Ramucirumab binds with high affinity to the extracellular domain of vascular endothelial growth factor receptor 2 (VEGFR2; kinase insert domain-containing receptor; KDR), preventing the binding of ligands VEGF-A, VEGF-C, and VEGF-D. As a result, ramucirumab inhibits ligand-stimuluated activation of VEGFR2, inhibiting ligand-induced proliferation, and migration of human endothelial cells. Ramucirumab inhibited angiogenesis in an in vivo animal model. Ramucirumab works differently than bevacizumab, another VEGF inhibitor, in that bevacizumab binds to the ligand, VEGF, preventing it from binding to VEGFR2/KDR; bevacizumab also decreases VEGF levels after binding. Ramucirumab binds to VEGF2, preventing the VEGF ligands from binding, and does not affect initial levels of VEGF. The mechanism of binding to VEGFR2 rather than VEGF may also induce less resistance, since endothelial cells are genetically stable.

Pharmacokinetics

Ramucirumab is administered by intravenous infusion. Ramucirumab is administered by intravenous infusion.
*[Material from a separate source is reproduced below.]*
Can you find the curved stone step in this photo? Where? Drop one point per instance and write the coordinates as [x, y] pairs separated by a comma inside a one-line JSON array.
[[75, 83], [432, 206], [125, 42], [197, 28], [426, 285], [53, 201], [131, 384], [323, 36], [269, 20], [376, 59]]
Based on a population pharmacokinetic analysis, the mean volume of distribution at steady state was 5.4 L (CV, 15%). The mean clearance of ramucirumab is 0.015 L/hour (CV, 30%) and the mean elimination half-life is 14 days (CV, 20%). Steady-state concentrations were achieved at approximately 12 weeks. The pharmacokinetic characteristics of ramucirumab are similar for patients across cancer types.[57042] The drug is eliminated by saturable receptor-mediated clearance.[57057]
 
Affected Cytochrome P450 (CYP450) enzymes and drug transporters: None reported.[57042]

Intravenous Route

Ramucirumab systemic exposure increased dose proportionally at doses of 8 mg/kg and above.

Pregnancy And Lactation
Pregnancy

Pregnancy should be avoided by females of reproductive potential during ramucirumab treatment and for at least 3 months after the last dose. Although there are no adequately controlled studies in pregnant women, ramucirumab can cause fetal harm or death when administered during pregnancy based on its mechanism of action. In mice, loss of the VEGFR gene resulted in embryofetal death, and these fetuses lacked organized blood vessels and blood islands in the yolk sac. In other models, VEGFR2 signaling was associated with the development and maintenance of endometrial and placental vascular function, successful blastocyst implantation, maternal and feto-placental vascular differentiation, and development during early pregnancy in rodents and non-human primates. Disruption of VEGF signaling has also been associated with developmental anomalies, including poor development of the cranial region, forelimbs, forebrain, heart, and blood vessels.[57042]

Due to the potential for serious adverse reactions in nursing infants from ramucirumab, advise women to discontinue breast-feeding during treatment and for 2 months after the final dose. It is not known whether ramucirumab is present in human milk, although many drugs are excreted in human milk.